Apenas tuvo la edad suficiente se alejó de la aldea
donde había nacido con una fuerte sensación de libertad. Al principio caminaba
siguiendo los designios del momento o los caprichos de su cuerpo, pero un día
encontró un hermoso caballo pinto que parecía perdido, dócil como su pelo
blanco y marrón, y empezó a compartir con él la toma de decisiones: Acampaban
cuando tenían ganas y vivían de las inagotables provisiones de la tierra.
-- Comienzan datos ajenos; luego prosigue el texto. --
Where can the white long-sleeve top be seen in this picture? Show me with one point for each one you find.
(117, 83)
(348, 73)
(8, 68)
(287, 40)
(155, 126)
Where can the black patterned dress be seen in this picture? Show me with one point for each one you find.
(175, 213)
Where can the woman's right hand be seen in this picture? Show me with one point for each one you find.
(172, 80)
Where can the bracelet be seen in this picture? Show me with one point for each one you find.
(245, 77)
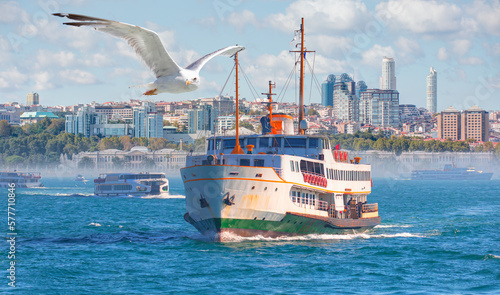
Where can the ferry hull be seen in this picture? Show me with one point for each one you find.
(293, 224)
(255, 201)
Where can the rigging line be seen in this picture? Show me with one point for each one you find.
(285, 87)
(315, 80)
(312, 75)
(249, 82)
(223, 87)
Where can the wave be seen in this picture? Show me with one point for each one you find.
(165, 196)
(60, 194)
(392, 226)
(230, 237)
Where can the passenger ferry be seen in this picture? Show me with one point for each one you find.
(134, 184)
(21, 179)
(279, 184)
(450, 172)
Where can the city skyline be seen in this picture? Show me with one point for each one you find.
(69, 65)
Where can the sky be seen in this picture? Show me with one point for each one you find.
(68, 65)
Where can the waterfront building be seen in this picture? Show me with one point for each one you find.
(408, 112)
(83, 121)
(34, 117)
(470, 124)
(225, 123)
(32, 99)
(116, 112)
(432, 91)
(379, 108)
(203, 118)
(133, 160)
(345, 101)
(388, 78)
(449, 124)
(475, 124)
(147, 121)
(360, 87)
(327, 91)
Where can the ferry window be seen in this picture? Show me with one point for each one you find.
(303, 165)
(252, 141)
(263, 142)
(277, 141)
(229, 143)
(295, 142)
(313, 142)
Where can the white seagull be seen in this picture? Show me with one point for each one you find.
(170, 77)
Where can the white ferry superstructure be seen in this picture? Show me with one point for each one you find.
(134, 184)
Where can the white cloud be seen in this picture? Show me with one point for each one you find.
(373, 56)
(42, 81)
(11, 12)
(12, 79)
(461, 47)
(423, 17)
(242, 19)
(47, 58)
(487, 14)
(78, 77)
(409, 48)
(443, 54)
(330, 44)
(471, 60)
(322, 15)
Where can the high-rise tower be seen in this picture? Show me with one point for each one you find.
(32, 99)
(388, 78)
(432, 91)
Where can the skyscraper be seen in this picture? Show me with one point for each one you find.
(32, 99)
(379, 108)
(147, 122)
(432, 91)
(345, 101)
(327, 91)
(388, 78)
(360, 87)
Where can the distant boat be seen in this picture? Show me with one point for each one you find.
(135, 184)
(80, 177)
(21, 179)
(450, 172)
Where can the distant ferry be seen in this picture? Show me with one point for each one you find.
(450, 172)
(80, 177)
(135, 184)
(21, 179)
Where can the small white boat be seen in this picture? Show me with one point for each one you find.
(21, 179)
(134, 184)
(80, 177)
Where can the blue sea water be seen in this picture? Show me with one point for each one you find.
(435, 238)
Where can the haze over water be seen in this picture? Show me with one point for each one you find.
(435, 237)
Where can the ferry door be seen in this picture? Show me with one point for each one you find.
(339, 205)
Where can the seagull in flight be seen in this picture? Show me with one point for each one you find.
(170, 77)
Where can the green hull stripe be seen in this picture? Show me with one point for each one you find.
(291, 225)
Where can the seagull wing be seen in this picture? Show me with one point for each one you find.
(146, 43)
(228, 51)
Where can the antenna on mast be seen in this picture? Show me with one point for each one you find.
(237, 148)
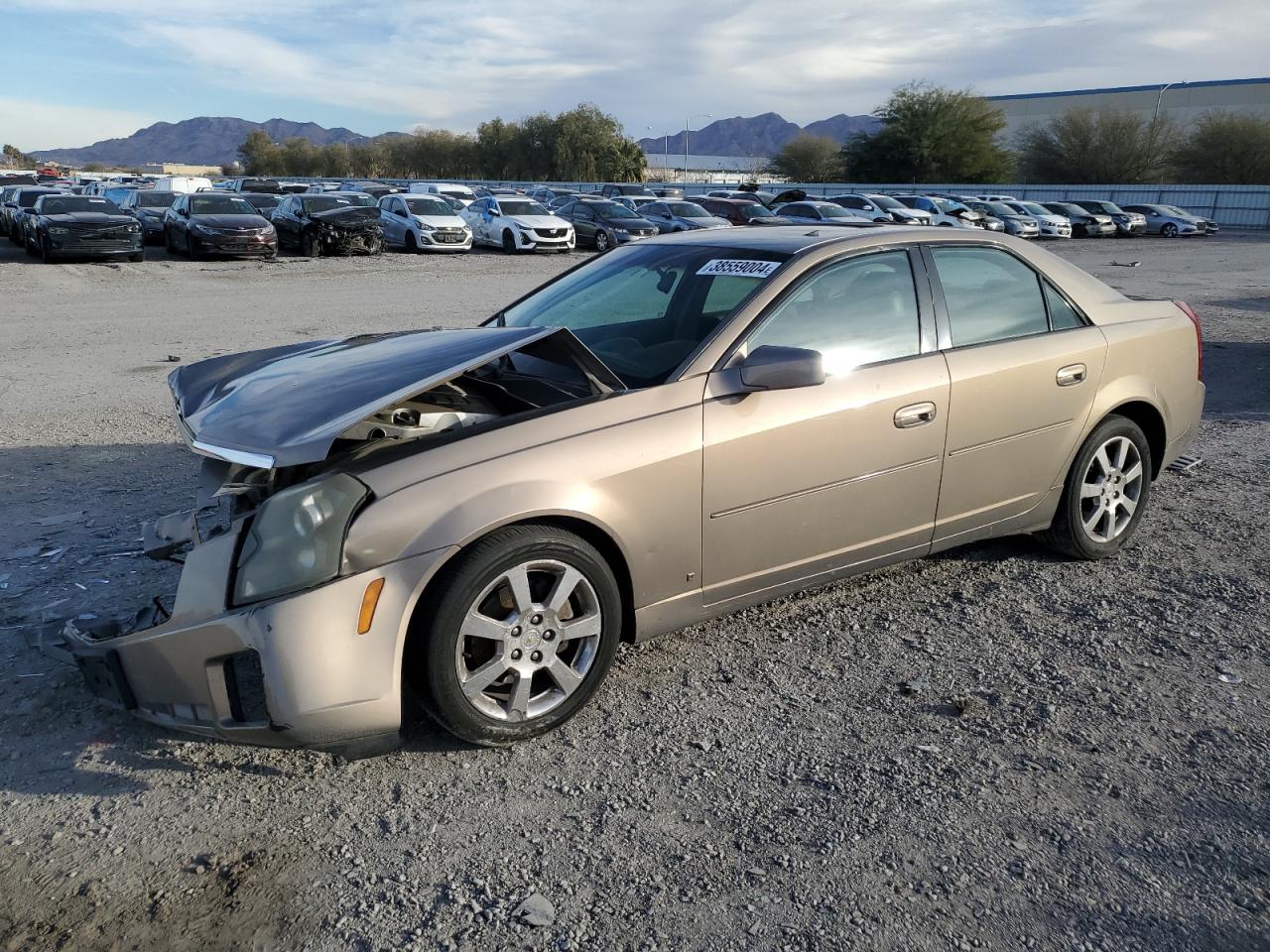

Poco a poco, sin que él se enterara, se fueron tejiendo
un sinfín de historias sobre su figura fantasmal. Es que su zona de vagabundeo,
al este del Mekong, era un laberinto de cumbres y valles profundos,
encajonados, recubiertos de bosques densos y selváticos donde muchos se habían
perdido, y que sólo él y su caballo conocían a la perfección. Sin embargo,
había un par de mercaderes que se cruzaban en su camino con una regularidad
sospechosa, haciéndole recordar lo que sentía cuando era chico y veía jugar a
sus vecinos. Siempre se negaba a ser parte de los juegos. No quería pertenecer
a ninguna camarilla, y ahora parecía que formaba parte de una. Tal vez su
derrotero no era tan azaroso como él pensaba, y de algún modo las
circunstancias le habían vuelto a construir un nuevo lugar de residencia.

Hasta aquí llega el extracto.